Adding to the pressure to act is a deadline set by Quartet mediators to renew negotiations. That elapses next week just as a prisoner swap deal between Israel and Hamas has increased the popularity of the rival group, considered a terrorist organization by the U.S., European Union and Israel. Abbas’s Prime Minister Salaam Fayyad said this week the time is “not ripe” for talks to resume.

David Makovsky, head of the Middle East peace project at the Washington Institute for Near East Policy, said Abbas has miscalculated the direction of the Security Council countries and his bid to get their approval is losing momentum.

Quest for Recognition
In efforts to ensure the quest for recognition doesn’t run out of steam, the Palestinians have pursued other options, including full membership in the UN agency that promotes education, culture and science. The 193 members of Unesco meet on Oct. 25 to vote on the motion, which must be approved with a two-thirds majority.

The Palestinians might also circumvent the council and try to upgrade their status at the UN to “non-member state” from “entity” in the UN General Assembly, where they enjoy the two- thirds majority needed and where the U.S. has no veto.

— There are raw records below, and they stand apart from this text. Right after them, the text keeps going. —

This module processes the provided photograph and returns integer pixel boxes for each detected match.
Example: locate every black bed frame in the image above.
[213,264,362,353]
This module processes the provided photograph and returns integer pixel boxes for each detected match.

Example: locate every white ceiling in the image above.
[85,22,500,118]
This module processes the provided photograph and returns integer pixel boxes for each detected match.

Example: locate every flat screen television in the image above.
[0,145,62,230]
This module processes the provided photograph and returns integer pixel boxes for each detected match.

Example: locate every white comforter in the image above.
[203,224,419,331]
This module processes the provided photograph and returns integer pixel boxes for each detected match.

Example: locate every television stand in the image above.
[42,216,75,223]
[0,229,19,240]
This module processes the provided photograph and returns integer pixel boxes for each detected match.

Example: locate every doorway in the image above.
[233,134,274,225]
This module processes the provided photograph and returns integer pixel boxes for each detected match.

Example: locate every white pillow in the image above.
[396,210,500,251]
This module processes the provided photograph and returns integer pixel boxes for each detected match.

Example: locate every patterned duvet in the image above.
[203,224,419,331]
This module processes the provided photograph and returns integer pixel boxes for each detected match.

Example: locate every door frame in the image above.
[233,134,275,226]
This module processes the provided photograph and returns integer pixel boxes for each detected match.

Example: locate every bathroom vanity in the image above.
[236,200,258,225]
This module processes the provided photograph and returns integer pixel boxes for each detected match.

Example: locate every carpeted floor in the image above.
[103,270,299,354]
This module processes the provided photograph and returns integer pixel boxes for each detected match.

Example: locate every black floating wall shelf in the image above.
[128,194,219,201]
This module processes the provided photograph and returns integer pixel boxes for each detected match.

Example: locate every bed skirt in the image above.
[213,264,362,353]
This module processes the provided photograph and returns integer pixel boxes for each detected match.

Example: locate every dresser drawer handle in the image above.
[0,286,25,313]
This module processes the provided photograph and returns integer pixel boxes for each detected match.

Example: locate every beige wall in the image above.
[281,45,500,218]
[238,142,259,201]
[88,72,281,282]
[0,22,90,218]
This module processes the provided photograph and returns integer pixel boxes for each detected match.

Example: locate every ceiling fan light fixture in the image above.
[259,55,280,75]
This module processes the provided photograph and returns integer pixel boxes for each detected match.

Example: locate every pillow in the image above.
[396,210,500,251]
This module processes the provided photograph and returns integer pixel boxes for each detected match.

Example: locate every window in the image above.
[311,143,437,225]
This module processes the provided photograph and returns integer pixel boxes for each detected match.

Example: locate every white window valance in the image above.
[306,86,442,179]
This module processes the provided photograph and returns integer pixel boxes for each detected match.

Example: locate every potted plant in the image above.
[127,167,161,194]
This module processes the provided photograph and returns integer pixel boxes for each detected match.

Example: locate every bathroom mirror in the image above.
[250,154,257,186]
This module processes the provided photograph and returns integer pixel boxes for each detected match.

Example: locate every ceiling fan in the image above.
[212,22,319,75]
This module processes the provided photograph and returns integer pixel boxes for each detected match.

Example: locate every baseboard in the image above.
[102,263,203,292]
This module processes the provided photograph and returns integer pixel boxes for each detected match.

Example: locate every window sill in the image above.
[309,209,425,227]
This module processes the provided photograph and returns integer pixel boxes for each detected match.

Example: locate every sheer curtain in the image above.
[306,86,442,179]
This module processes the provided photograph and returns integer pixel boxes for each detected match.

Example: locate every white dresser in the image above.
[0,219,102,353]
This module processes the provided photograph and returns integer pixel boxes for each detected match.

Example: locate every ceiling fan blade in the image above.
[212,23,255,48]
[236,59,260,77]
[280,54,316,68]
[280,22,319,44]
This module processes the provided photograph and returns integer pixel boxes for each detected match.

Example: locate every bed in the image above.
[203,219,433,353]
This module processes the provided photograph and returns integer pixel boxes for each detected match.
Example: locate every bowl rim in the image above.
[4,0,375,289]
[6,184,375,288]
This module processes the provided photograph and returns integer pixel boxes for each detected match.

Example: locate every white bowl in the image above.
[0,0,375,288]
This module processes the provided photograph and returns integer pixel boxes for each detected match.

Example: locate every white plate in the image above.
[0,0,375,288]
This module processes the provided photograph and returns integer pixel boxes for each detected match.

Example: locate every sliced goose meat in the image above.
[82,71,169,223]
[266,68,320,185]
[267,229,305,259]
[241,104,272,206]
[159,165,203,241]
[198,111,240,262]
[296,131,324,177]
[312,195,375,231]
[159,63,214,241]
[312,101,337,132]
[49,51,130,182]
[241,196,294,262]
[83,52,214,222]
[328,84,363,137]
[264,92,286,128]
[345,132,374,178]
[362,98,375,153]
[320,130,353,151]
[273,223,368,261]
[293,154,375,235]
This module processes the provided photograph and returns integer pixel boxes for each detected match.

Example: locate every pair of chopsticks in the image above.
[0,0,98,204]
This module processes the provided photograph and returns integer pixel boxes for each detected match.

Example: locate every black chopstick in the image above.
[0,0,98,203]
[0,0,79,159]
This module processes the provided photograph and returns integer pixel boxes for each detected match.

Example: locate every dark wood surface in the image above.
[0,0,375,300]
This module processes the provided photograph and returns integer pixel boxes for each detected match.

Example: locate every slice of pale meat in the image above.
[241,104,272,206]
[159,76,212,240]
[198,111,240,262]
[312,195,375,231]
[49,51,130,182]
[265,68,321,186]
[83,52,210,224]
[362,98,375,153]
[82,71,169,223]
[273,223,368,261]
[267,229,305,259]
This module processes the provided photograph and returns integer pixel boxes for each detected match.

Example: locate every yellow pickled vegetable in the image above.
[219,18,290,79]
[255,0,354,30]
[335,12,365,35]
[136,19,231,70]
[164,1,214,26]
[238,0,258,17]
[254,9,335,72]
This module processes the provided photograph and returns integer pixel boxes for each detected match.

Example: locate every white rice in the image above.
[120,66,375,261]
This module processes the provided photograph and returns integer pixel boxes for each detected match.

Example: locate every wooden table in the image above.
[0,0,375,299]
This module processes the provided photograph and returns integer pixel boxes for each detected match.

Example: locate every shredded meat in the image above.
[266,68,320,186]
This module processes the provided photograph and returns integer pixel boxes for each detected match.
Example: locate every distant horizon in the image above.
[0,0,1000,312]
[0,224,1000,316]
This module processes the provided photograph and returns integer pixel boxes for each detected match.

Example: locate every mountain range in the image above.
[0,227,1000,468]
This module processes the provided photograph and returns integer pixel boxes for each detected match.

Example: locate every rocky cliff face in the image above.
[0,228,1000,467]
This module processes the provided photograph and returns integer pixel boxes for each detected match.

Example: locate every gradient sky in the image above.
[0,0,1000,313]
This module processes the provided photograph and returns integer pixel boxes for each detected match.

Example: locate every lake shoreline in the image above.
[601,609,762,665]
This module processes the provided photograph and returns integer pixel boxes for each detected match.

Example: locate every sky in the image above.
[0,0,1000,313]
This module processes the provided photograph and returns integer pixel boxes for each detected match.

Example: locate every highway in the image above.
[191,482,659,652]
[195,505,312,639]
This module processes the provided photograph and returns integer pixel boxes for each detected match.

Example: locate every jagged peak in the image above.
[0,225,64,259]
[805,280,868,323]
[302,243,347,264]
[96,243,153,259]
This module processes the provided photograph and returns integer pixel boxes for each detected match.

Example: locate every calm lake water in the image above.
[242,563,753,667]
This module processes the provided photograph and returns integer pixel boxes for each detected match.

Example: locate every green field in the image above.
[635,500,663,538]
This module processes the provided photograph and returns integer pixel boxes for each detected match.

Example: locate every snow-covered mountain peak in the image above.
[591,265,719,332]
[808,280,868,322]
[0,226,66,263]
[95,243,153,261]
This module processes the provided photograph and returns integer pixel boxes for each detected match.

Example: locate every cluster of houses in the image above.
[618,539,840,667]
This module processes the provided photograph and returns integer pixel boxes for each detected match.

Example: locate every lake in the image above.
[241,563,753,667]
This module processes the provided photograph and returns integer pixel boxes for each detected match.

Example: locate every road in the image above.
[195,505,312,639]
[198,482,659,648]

In the U.S., Palestinian overtures have met with threats from Republicans to stop funding the world body and interrupt Palestinian aid. Texas Governor Rick Perry, who is seeking to be the Republican candidate facing Democrat Barack Obama in the 2012 presidential election, said the Palestinian membership bid is a “travesty.”

UN Funding Questioned
“I think it’s time not only to have that entire debate about all of our foreign aid, but in particular, the UN,” said Perry. “Why are we funding that organization?”

American interests are unlikely to be advanced in a new Security Council that in a worst-case scenario for the U.S. could see Mauritania, Pakistan and Azerbaijan triumph over allies such as Morocco, Slovenia and Hungary.

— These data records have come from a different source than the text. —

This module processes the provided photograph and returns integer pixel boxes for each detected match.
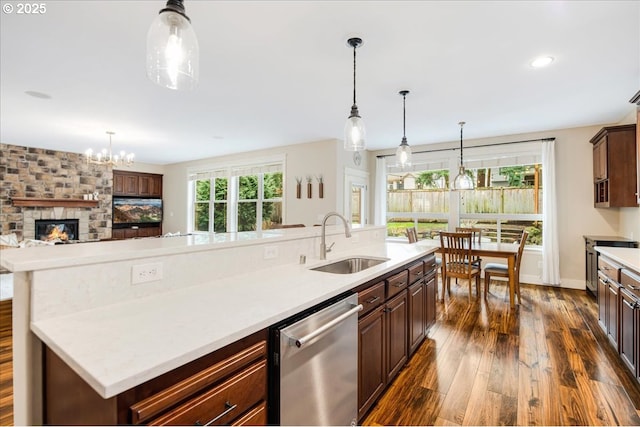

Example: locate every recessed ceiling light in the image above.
[24,90,51,99]
[531,56,553,68]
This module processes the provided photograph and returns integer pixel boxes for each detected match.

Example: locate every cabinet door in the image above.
[138,175,153,197]
[358,307,387,418]
[620,289,638,375]
[409,280,427,356]
[598,275,609,332]
[593,137,607,182]
[123,175,138,196]
[425,277,438,337]
[111,228,125,240]
[386,289,408,382]
[607,280,620,350]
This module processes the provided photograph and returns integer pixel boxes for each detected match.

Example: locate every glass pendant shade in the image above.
[453,166,473,190]
[147,9,200,90]
[344,37,366,151]
[396,138,411,169]
[396,90,411,169]
[344,107,366,151]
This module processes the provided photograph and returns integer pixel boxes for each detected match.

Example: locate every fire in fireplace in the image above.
[36,219,79,243]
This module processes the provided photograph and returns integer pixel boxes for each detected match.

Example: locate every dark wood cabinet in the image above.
[620,268,640,381]
[590,124,638,208]
[385,289,408,382]
[583,235,638,297]
[356,254,436,420]
[606,280,620,350]
[408,261,427,356]
[113,170,162,198]
[44,330,268,425]
[358,306,387,418]
[111,224,162,240]
[598,256,621,350]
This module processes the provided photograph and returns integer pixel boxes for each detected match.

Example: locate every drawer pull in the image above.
[365,296,380,304]
[195,401,238,426]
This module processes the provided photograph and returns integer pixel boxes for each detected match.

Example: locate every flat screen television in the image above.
[113,197,162,225]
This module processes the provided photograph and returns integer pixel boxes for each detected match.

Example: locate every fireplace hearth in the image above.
[35,219,79,243]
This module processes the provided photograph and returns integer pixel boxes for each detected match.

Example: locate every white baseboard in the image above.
[484,274,587,290]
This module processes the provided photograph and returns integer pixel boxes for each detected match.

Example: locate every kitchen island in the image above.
[2,227,435,424]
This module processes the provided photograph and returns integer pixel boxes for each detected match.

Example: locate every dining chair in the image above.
[405,227,418,243]
[440,231,482,301]
[484,230,529,304]
[456,227,482,268]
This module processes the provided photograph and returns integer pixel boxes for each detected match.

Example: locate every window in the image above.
[190,163,283,233]
[460,162,542,246]
[386,142,543,246]
[387,165,449,239]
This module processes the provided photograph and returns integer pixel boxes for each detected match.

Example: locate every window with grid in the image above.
[190,162,283,233]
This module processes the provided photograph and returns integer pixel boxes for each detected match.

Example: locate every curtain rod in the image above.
[376,137,556,159]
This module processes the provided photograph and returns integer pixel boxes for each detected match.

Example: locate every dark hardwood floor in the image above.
[363,282,640,426]
[0,282,640,425]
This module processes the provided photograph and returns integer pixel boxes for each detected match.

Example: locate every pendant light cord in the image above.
[353,46,356,105]
[458,122,464,166]
[402,94,407,138]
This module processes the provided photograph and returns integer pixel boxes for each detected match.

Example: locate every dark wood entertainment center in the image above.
[111,170,162,240]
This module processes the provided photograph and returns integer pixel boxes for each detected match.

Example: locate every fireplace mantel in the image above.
[11,197,99,208]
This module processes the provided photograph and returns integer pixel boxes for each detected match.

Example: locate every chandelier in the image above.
[85,130,134,166]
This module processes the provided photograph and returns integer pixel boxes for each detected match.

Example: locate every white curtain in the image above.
[542,140,560,285]
[373,157,387,225]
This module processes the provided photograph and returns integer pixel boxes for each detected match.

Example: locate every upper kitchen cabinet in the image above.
[629,90,640,205]
[113,170,162,197]
[591,125,638,208]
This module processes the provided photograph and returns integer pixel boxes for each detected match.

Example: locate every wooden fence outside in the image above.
[387,187,542,214]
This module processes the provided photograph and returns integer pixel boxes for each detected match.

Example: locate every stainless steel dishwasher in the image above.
[269,294,362,426]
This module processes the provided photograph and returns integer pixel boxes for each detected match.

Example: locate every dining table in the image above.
[415,240,519,308]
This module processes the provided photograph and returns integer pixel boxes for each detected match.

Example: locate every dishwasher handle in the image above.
[289,304,364,348]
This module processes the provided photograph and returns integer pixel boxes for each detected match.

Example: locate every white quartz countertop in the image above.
[594,246,640,272]
[31,239,436,398]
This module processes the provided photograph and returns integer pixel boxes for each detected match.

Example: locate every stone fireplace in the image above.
[35,219,80,243]
[23,208,90,242]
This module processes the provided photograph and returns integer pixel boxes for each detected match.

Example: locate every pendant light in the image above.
[147,0,199,90]
[453,122,473,190]
[344,37,365,151]
[396,90,411,169]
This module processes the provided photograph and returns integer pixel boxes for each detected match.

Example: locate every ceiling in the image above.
[0,0,640,164]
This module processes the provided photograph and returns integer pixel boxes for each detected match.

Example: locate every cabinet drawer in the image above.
[150,360,267,425]
[130,341,267,424]
[620,268,640,298]
[387,270,409,298]
[231,402,267,426]
[409,261,424,284]
[358,282,384,317]
[598,256,621,283]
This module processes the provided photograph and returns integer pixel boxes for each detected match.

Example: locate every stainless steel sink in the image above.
[311,257,389,274]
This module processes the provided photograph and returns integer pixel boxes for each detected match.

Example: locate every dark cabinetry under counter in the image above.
[583,236,638,298]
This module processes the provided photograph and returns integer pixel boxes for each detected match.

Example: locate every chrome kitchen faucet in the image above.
[320,212,351,259]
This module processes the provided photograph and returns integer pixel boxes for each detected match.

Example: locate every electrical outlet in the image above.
[131,262,162,285]
[264,246,278,259]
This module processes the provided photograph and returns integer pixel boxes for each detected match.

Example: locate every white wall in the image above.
[163,140,342,233]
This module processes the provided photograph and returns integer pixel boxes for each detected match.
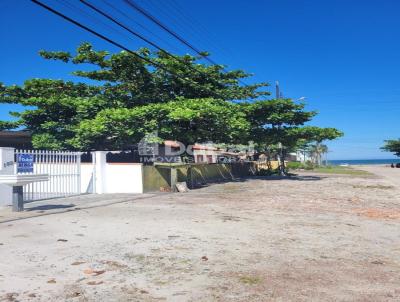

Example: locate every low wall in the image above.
[143,163,256,192]
[143,166,171,192]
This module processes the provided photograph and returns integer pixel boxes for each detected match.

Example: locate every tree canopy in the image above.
[0,43,341,151]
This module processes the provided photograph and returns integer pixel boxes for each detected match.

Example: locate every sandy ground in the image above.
[0,169,400,301]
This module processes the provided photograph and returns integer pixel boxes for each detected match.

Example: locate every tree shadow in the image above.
[25,204,75,212]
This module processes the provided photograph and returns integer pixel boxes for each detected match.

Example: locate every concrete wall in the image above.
[143,166,171,192]
[143,163,255,192]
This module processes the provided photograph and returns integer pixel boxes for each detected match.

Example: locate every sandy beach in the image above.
[0,166,400,301]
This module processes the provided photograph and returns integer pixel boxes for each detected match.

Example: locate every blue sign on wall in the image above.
[17,154,33,173]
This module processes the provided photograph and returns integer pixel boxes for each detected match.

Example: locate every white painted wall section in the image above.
[0,148,14,206]
[105,163,143,193]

“The U.S. will be looking warily at some of the candidates,” said Laurenti. “Pakistan, while a front runner, is very nervous Americans might have put up a stealth campaign against their coming in.”

American relations with Muslim Pakistan, which has served six times on the Security Council, have soured since the May raid in which U.S. SEALs killed al-Qaeda leader Osama bin Laden. The relationship deteriorated further after Pakistan’s main spy agency was suspected of involvement in the Sept. 20 killing of Burhanuddin Rabbani, the leading Afghan envoy seeking peace talks with Taliban insurgents.

Pakistan’s Candidacy
As the second biggest contributor to UN peacekeeping after Bangladesh, Pakistan’s candidacy carries heft at the world body and it has mounted an election campaign. Still, nuclear-armed Pakistan’s opposition to the start of talks on a treaty to ban production of fissile material for nuclear weapons has created frustration among voting UN members.

Kyrgyzstan, competing against Pakistan to replace Lebanon, has said it’s open to extending U.S. military access to an air base that supports NATO’s mission in Afghanistan.

If elected, Pakistan will join archrival India, also a nuclear power. The neighboring countries, created by the partition of British India in 1947, have gone to war three times over the disputed territory of Kashmir. The last time they served together in the council was 1977.

Mauritania, Morocco and Togo are vying for the two African seats. Mauritania has the backing of the African Union while Morocco is supported by France, a former colonial power. Togo, where most of the population is Christian, could get the upper hand to avoid two African Muslim countries in the council.

Azerbaijan, Hungary and Slovenia are seeking to replace Bosnia and Herzegovina.

The election of Azerbaijan, the only Muslim applicant for the Eastern European seat, would be a long-shot and would be a pickup for the Palestinians that could offset the loss of Brazil, according to Laurenti.

Given that the votes are cast in a secret ballot, surprising winners can emerge and it can also take several rounds of voting to secure the necessary two-thirds majority.

In 2006, Guatemala and Venezuela slugged it out for 46 rounds before they both backed out and Panama was chosen as a compromise. Guatemala’s willingness to withdraw from the race then meant it was implicitly guaranteed a spot this time.